Technique de l’insecte stérile (TIS)

Le nucléaire permet de stériliser des insectes nuisibles et porteurs de maladies et de réduire les pandémies, la faim et la pauvreté sans avoir recours à des produits chimiques.

Tous les ans, des millions de personnes contractent des maladies vectorielles – c’est-à-dire transmises par des insectes tels que les moustiques ou les tiques. Parmi eux, des centaines de milliers perdent la vie – chiffres auxquels il faut ajouter les pertes bétaillères qui renforcent les famines, la malnutrition et la misère rurale. A titre d’exemple, d’après la FAO, 32 des 37 pays infestés par la mouche tsé-tsé sont parmi les plus pauvres du monde.

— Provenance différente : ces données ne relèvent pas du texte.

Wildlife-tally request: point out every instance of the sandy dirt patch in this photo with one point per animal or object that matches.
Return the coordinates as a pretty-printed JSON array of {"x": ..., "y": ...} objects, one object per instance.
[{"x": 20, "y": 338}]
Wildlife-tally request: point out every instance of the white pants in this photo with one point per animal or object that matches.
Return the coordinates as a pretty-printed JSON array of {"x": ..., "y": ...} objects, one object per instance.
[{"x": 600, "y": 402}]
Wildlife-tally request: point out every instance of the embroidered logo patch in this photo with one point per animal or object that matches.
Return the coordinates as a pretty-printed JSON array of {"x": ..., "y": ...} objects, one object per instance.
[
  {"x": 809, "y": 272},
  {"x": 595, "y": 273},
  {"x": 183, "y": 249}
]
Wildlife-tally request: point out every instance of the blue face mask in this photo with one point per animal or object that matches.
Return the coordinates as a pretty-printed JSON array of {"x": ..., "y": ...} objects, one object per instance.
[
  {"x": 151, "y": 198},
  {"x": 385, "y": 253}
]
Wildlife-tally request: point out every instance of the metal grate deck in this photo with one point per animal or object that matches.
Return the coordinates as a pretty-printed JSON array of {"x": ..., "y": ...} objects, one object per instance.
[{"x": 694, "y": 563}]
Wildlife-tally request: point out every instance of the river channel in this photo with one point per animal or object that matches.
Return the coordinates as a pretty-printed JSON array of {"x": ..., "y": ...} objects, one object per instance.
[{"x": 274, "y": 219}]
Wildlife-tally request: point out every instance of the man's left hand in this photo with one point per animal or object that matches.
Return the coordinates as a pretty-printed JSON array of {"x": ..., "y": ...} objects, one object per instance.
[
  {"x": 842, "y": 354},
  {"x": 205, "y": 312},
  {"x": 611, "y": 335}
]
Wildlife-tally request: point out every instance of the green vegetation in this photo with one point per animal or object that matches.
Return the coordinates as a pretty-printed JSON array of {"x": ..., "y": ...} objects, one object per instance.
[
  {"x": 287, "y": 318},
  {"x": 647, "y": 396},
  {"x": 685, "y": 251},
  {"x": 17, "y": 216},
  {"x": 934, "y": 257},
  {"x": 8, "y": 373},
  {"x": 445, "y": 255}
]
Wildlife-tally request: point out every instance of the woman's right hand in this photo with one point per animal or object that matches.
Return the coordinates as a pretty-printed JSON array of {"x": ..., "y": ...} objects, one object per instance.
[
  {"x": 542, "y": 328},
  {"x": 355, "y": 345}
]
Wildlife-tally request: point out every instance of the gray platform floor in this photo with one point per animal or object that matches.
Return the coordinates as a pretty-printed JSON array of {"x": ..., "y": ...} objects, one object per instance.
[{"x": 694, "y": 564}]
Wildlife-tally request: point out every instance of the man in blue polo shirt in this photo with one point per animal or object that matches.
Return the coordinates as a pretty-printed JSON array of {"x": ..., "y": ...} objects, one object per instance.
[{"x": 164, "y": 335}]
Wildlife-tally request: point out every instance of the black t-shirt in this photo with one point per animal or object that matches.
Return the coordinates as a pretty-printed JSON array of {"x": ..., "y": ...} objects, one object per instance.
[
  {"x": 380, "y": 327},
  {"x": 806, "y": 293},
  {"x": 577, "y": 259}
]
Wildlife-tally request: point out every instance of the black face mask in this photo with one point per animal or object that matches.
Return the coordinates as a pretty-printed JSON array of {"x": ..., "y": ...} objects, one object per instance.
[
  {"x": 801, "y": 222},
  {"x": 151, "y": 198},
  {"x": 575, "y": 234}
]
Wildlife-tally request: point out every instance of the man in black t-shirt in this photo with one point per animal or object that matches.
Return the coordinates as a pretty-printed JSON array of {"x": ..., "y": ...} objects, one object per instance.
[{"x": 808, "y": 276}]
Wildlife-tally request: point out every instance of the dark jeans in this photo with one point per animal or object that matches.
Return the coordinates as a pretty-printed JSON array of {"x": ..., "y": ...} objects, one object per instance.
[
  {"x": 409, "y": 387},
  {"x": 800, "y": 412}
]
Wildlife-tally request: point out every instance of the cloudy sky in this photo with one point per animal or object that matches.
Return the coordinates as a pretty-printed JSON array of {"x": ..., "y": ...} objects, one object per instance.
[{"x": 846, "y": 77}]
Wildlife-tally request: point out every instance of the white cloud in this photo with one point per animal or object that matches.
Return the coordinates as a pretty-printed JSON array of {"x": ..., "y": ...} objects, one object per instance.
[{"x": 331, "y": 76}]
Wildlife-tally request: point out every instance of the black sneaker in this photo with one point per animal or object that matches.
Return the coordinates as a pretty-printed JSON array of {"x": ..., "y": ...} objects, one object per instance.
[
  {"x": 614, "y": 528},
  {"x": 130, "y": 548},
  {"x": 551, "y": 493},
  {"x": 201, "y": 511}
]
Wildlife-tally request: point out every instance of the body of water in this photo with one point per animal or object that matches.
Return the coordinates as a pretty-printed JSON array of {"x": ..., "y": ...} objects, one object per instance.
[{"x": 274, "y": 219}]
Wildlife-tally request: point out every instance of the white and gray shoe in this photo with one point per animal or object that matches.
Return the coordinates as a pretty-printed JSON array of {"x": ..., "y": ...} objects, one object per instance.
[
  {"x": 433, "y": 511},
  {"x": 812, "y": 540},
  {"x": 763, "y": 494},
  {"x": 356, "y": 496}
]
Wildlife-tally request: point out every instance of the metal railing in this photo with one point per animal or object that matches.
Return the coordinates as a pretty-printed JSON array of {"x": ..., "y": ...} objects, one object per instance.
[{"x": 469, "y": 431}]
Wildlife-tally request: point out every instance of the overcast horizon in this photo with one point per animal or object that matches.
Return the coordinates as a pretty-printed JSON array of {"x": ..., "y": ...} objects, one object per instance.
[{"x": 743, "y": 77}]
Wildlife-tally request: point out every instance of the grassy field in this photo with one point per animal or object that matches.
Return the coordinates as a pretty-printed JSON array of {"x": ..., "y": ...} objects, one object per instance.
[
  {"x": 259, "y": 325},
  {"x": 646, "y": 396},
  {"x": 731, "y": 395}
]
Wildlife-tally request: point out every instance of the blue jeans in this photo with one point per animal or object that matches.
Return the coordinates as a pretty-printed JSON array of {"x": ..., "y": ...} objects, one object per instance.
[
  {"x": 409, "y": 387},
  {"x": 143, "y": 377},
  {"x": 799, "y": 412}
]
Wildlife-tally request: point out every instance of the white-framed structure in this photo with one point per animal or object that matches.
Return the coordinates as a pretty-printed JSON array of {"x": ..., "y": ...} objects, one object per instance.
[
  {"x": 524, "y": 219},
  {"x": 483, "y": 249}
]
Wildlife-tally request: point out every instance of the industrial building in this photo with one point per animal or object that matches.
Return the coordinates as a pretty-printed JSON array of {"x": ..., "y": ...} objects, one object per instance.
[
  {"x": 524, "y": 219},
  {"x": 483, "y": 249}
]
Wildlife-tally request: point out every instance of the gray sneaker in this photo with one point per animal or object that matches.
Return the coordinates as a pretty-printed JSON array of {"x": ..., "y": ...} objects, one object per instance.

La technique de l’insecte stérile (TIS), ou « lutte autocide », intègre les technologies nucléaires afin d’éradiquer ces populations de d’insectes porteurs de maladie ou ravageurs – mouches tsé-tsé, mouches des fruits, lucilie bouchère, criquets, moustiques…  – responsables de problèmes sanitaires, économiques ou environnementaux majeurs. Concrètement, elle consiste à élever des mâles rendus stériles à l’aide des rayonnements ionisants, puis à les lâcher dans la nature pour qu’ils s’accouplent avec des femelles sauvages. Ces dernières n’auront donc pas de progéniture, ce qui permet une diminution importante de leur population. Les insectes traités par le rayonnement ne sont pas radioactifs.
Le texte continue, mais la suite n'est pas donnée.